Дворянские депутаты были созваны царём для обсуждения отмены крепостного права.
— Перед отъездом они собирались составить общий адрес к папа́ с просьбой включить их в Главный комитет по эмансипации, — сказал Никса, — но не смогли договориться даже друг с другом и составили несколько отдельных адресов. Сегодня их и обсуждали.
— Все против освобождения, конечно? — поинтересовался Саша.
— Не совсем. Восемнадцать человек составили очень умеренный адрес с просьбой разрешить им представить замечания в Главный комитет по крестьянскому делу. Зато Симбирский депутат Шидловский предложил создать олигархичесий парламент. И твой Унковский… вы с ним знакомы, кажется?
— Да. Либеральный предводитель либерального Тверского дворянства.
— Он тоже предложил парламент под названием «Хозяйственно-распорядительное управление». Кажется, я раньше слышал это название.
— Да, от меня.
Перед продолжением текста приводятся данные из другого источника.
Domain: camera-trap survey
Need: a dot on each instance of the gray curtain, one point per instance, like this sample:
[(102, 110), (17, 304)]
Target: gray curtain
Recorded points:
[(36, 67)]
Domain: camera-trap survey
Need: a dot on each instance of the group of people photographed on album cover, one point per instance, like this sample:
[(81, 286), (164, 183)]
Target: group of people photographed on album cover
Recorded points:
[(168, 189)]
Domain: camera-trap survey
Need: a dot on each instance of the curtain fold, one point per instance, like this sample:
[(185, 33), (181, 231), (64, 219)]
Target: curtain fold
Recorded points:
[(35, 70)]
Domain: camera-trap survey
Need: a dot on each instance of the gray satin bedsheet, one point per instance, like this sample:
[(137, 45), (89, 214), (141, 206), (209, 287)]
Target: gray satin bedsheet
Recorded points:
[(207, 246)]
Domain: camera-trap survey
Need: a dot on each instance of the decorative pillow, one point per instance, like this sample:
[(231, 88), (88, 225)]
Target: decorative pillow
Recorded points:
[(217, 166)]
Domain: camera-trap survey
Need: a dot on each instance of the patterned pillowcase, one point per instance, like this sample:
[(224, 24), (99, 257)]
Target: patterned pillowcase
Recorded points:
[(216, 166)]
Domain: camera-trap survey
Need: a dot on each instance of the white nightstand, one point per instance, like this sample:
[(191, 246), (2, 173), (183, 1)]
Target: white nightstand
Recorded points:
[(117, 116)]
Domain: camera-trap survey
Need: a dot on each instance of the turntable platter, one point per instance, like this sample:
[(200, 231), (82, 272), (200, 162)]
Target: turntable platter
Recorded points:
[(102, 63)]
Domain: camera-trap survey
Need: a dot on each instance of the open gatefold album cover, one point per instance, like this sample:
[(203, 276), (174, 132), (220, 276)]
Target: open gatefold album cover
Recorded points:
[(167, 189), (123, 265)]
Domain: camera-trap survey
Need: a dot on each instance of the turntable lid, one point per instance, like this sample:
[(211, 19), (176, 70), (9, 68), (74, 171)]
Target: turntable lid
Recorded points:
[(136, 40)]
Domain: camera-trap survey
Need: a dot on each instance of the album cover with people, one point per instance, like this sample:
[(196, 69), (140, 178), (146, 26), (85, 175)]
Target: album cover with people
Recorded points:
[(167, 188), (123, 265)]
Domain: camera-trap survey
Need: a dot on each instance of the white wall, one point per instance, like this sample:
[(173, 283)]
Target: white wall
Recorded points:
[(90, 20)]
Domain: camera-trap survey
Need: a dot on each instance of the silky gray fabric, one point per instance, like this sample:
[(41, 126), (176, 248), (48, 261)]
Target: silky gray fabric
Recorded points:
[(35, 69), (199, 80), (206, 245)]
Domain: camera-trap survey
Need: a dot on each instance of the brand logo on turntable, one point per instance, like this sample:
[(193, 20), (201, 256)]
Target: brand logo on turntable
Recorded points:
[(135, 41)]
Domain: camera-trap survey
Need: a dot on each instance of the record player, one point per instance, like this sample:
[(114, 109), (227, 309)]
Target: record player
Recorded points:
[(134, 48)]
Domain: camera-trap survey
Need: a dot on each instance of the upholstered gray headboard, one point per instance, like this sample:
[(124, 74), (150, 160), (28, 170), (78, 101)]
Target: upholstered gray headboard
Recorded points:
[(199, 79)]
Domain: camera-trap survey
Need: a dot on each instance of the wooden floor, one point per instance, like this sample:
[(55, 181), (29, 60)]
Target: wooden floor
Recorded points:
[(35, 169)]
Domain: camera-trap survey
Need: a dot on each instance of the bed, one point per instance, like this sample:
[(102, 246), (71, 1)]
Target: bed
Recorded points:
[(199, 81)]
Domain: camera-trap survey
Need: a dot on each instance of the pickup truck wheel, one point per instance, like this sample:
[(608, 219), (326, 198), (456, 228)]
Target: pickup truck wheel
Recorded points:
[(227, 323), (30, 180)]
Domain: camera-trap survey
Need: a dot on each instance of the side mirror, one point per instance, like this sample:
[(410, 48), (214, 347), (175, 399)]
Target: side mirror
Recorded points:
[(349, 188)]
Он мне об этом говорил.
— И тем дело не кончилось, — продолжил Никса. — Одновременно с ними подал записку даже не депутат, зато камергер высочайшего двора Михаил Безобразов. Крайне резкую. С осуждением Министерства внутренних дел и редакционных комиссий. С требованием «обуздания» бюрократии и созыва выборных представителей дворянства. Представляешь себе реакцию папа́?
— Он убил их скипетром прямо на Госсовете? — поинтересовался Саша.
— Он не Иоанн Грозный! — усмехнулся Никса. — Но близко. Я видел его резолюцию на полях: «непомерная наглость», « надобно начать с того, чтобы его самого обуздать». «Вот какие мысли бродят в голове этих господ». Они хотят «учредить у нас олигархическое правление».
— Ещё бы не хотели! — философски заметил Саша. — Тот случай, когда демократия против прогресса. Они же в большинстве своём против эмансипации, значит их парламент проголосует за сохранение крепостного права.
И он живо вспомнил как в 1993-м совершенно чётко был на стороне президента Ельцина против красно-коричневого парламента. Всё-таки прогресс важнее демократии. И никакое это не лицемерие, как считают некоторые оппоненты, это как раз очень последовательно. На вершине либеральной системы ценностей жизнь, за ней — свобода, а всякие институты с процедурами, вроде парламента и выборов — только средства.
— Да какая это демократия! — возразил Никса. — Это олигархия!
— Всех дворян нельзя считать олигархами, — сказал Саша. — Их слишком много для олигархов. Так что демократия, хотя и цензовая. В Афинах неграждане тоже не имели голоса. А граждан было раз в 20 меньше населения Афин. И вряд ли бы они проголосовали за освобождение рабов. Просто не надо идеализировать демократию, есть вещи поважнее.
— Их накажут за дерзость, — сказал Николай.